SVP und Grüne wollen Karten neu mischen

Der Ruf nach einer Neuverteilung der Direktionen stösst bei den Regierungsräten auf wenig Echo.

Der neue Regierungsrat ist auch der alte. Was bedeutet dies für die Verteilung der Direktionen?

Der neue Regierungsrat ist auch der alte. Was bedeutet dies für die Verteilung der Direktionen?

(Bild: Thomas Reufer)

Simon Wälti

Die SVP wählt klare Worte. «Im Interesse des Kantons ist es zwingend, dass Wechsel vorgenommen werden», sagt Fraktionschef Peter Brand. Die Direktionszuteilung liege aber in der Zuständigkeit des Regierungsrats. Die SVP sieht vor allem Handlungsbedarf bei der Bau-, Verkehrs- und Energiedirektion von Barbara Egger und bei der Gesundheits- und Fürsorgedirektion von Philippe Perrenoud.

Beide Direktionen befinden sich schon seit Jahrzehnten in SP-Hand. «Neben der Erziehungsdirektion handelt es sich dabei um jene Direktion, die den grössten Aufwand produzieren.» Bei der Gesundheitsdirektion sei «das Chaos ausgebrochen», Führung tue not.

Immerhin ist Regierungspräsident Christoph Neuhaus (SVP) nach sechs Jahren als Justiz-, Gemeinden- und Kirchendirektor einem Wechsel nicht abgeneigt. «An mir soll es nicht liegen, ich bin offen für Diskussionen», sagt er. Neuhaus macht aber erneut die Einschränkung, welche er schon im «Bund»-Wahlporträt äusserte. «Von meinen Fähigkeiten und Neigungen her möchte ich nicht die Gesundheitsdirektion übernehmen.» Neuhaus will das Thema im Regierungsrat ansprechen. «Bis etwa Mitte Mai sollte die Direktionsverteilung geregelt sein», findet Neuhaus.

SP zeigt sich skeptisch

Auch für die Grünen ist der Moment da, um über eine grössere Rochade zu sprechen. Bei der Polizei- und der Gesundheitsdirektion gebe es «eine extrem hohe Kontinuität», sagt Parteipräsident Blaise Kropf. Die Direktionen befänden sich schon seit sehr langer Zeit in der Hand der gleichen Parteien. Zudem sei es in beiden Direktionen zu problematischen Vorfällen gekommen. «Ich hoffe, dass der Regierungsrat die Diskussion führt.»

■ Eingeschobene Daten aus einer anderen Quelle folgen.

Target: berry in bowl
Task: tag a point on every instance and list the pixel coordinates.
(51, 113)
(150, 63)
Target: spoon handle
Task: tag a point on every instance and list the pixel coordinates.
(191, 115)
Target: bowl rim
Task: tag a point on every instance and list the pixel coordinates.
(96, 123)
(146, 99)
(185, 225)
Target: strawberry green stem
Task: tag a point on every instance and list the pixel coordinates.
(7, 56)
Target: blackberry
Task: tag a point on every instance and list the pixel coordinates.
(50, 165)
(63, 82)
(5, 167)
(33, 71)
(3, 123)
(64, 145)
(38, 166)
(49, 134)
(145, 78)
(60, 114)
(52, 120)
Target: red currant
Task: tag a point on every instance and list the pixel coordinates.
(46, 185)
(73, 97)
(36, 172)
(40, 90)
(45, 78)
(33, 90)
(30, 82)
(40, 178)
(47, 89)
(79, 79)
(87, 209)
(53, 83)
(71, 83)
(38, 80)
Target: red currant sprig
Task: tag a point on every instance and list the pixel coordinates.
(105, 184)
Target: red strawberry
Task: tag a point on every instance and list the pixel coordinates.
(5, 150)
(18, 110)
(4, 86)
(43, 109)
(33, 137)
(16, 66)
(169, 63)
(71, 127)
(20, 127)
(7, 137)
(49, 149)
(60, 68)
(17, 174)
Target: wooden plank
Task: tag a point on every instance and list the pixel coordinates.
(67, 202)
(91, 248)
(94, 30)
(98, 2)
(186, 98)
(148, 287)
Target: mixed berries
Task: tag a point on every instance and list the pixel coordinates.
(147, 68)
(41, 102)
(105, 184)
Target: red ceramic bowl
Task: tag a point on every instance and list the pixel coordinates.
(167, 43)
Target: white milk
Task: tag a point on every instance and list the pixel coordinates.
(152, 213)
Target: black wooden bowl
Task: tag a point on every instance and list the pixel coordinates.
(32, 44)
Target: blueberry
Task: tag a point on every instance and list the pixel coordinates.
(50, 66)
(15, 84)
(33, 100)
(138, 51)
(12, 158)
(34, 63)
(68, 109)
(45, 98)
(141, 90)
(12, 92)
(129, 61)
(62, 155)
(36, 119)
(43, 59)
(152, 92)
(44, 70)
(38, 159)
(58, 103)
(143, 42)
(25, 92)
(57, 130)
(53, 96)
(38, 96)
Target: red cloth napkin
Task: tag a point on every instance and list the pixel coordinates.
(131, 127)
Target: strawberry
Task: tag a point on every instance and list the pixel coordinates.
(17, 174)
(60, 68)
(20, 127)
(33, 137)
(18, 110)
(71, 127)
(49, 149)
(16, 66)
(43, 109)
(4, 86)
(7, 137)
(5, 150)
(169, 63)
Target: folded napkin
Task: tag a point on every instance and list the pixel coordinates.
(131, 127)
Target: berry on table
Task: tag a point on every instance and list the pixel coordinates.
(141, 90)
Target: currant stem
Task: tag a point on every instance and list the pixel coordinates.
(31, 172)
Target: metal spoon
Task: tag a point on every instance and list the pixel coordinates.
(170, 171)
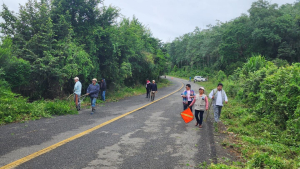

Bei der SP geht man das Thema defensiv an. Die Verteilung sei Sache des Regierungsrats, sagt SP-Präsident Roland Näf. «Ich bin skeptisch, wenn man darauf als Partei Einfluss nehmen will.» Die Gesundheitsdirektion sei die schwierigste Direktion, die Auseinandersetzungen zwischen links und rechts würden am heftigsten geführt. «Ich habe nicht den Eindruck, dass sich jemand mit einem Wechsel in die Gesundheitsdirektion die Finger verbrennen will.»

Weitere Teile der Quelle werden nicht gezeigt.